Full Report
On 18 July 2025, Canopy Healthcare identified that an unknown person temporarily obtained unauthorised access to a part of our systems used by our administration team. All our services continued to operate as normal. Our clinics, patient services, electronic health record systems, appointments and medical records were not affected. Following a thorough forensic review by our cybersecurity experts, we have been advised that unauthorised access to one of our servers likely occurred, and some data may have been copied.
Analysis Summary
# Incident Report: Unauthorized Access to Canopy Healthcare Administration Systems
## Executive Summary
On July 18, 2025, Canopy Healthcare identified unauthorized temporary access to a portion of its administrative systems. Forensic review confirmed a likely server breach where some data may have been copied. Clinical operations, patient records, and primary healthcare services remained unaffected throughout the incident. Response actions included immediate containment, engaging cyber experts, obtaining a High Court injunction, and notifying regulatory bodies.
## Incident Details
- **Discovery Date:** 18 July 2025
- **Incident Date:** On or around 18 July 2025
- **Affected Organization:** Canopy Healthcare (Parent company of Canopy Imaging, Absolutely Radiology, Canopy Cancer Care, and Auckland Breast Centre)
- **Sector:** Healthcare
- **Geography:** New Zealand (Implied by NZ Police/Privacy Commissioner notification)
## Timeline of Events
### Initial Access
- **Date/Time:** Identified on 18 July 2025. The exact start time is not specified.
- **Vector:** Unknown. Described only as "unauthorised access to a part of our systems used by our administration team."
- **Details:** Access was limited to specific administrative systems; clinical and patient-facing systems were isolated.
### Lateral Movement
- **Details:** Forensic review suggested unauthorized access likely occurred to "one of our servers." The scope of movement outside the initial administrative area is not detailed, but a specific administrative folder was confirmed as contained.
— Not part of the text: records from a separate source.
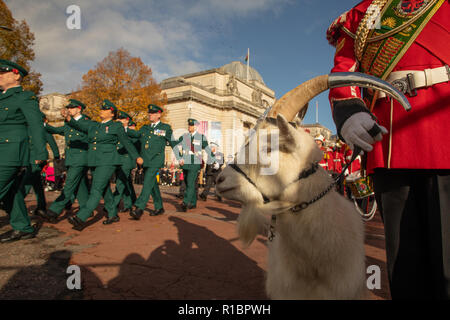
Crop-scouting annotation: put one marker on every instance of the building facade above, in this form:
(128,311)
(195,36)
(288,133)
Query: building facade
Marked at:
(227,101)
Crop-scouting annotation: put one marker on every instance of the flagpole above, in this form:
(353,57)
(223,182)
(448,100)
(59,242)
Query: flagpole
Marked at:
(248,61)
(317,112)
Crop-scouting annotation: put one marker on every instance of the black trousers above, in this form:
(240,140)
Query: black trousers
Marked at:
(415,207)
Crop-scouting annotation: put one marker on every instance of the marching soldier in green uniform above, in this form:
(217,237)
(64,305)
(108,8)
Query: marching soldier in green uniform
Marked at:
(103,159)
(192,144)
(153,137)
(124,190)
(20,119)
(137,145)
(76,150)
(33,175)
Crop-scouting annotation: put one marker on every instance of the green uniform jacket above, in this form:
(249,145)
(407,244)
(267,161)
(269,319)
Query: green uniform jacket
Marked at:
(193,159)
(127,161)
(76,143)
(153,143)
(20,121)
(103,139)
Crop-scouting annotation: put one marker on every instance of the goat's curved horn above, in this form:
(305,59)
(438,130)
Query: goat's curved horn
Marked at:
(297,99)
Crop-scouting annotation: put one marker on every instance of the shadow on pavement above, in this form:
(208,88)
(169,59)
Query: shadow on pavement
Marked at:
(201,266)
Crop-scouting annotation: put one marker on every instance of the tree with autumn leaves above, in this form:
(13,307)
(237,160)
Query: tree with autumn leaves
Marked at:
(17,45)
(124,80)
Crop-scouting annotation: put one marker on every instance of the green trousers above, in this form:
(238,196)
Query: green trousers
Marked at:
(150,188)
(100,188)
(12,192)
(124,190)
(190,177)
(33,179)
(74,187)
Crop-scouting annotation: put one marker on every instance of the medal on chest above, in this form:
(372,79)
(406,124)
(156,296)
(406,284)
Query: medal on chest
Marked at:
(410,7)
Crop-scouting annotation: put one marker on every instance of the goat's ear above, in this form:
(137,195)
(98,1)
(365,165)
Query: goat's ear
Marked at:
(287,139)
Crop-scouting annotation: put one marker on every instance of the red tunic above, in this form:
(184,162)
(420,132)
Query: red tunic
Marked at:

### Data Exfiltration/Impact
- **Details:** Cybersecurity experts advised that "some data may have been copied." The exact nature and volume of potentially affected data are complex to ascertain but are being actively investigated. Most affected information is assessed to be of low or no risk.
### Detection & Response
- **Details:** Canopy Healthcare identified the issue and acted immediately to contain the incident, safeguarding information systems. They engaged independent cyber experts, notified the NZ Police and the Office of the Privacy Commissioner, and obtained an urgent High Court injunction to prohibit the use or publication of accessed data.
## Attack Methodology
*(Note: Since the article does not specify TTPs, the assessment below reflects the known compromise level.)*
- **Initial Access:** Unknown (Presumed credential compromise, exploitation of an external-facing administrative server, or social engineering).
- **Persistence:** Not detailed.
- **Privilege Escalation:** Not detailed.
- **Defense Evasion:** Not detailed.
- **Credential Access:** Not detailed.
- **Discovery:** Likely involved internal reconnaissance focused on administrative servers.
- **Lateral Movement:** Confirmed access to "one of our servers" within the administrative system segment.
- **Collection:** Data was collected, with experts confirming "some data may have been copied."
- **Exfiltration:** Data was potentially copied, but no evidence of public sharing/leak has been found to date.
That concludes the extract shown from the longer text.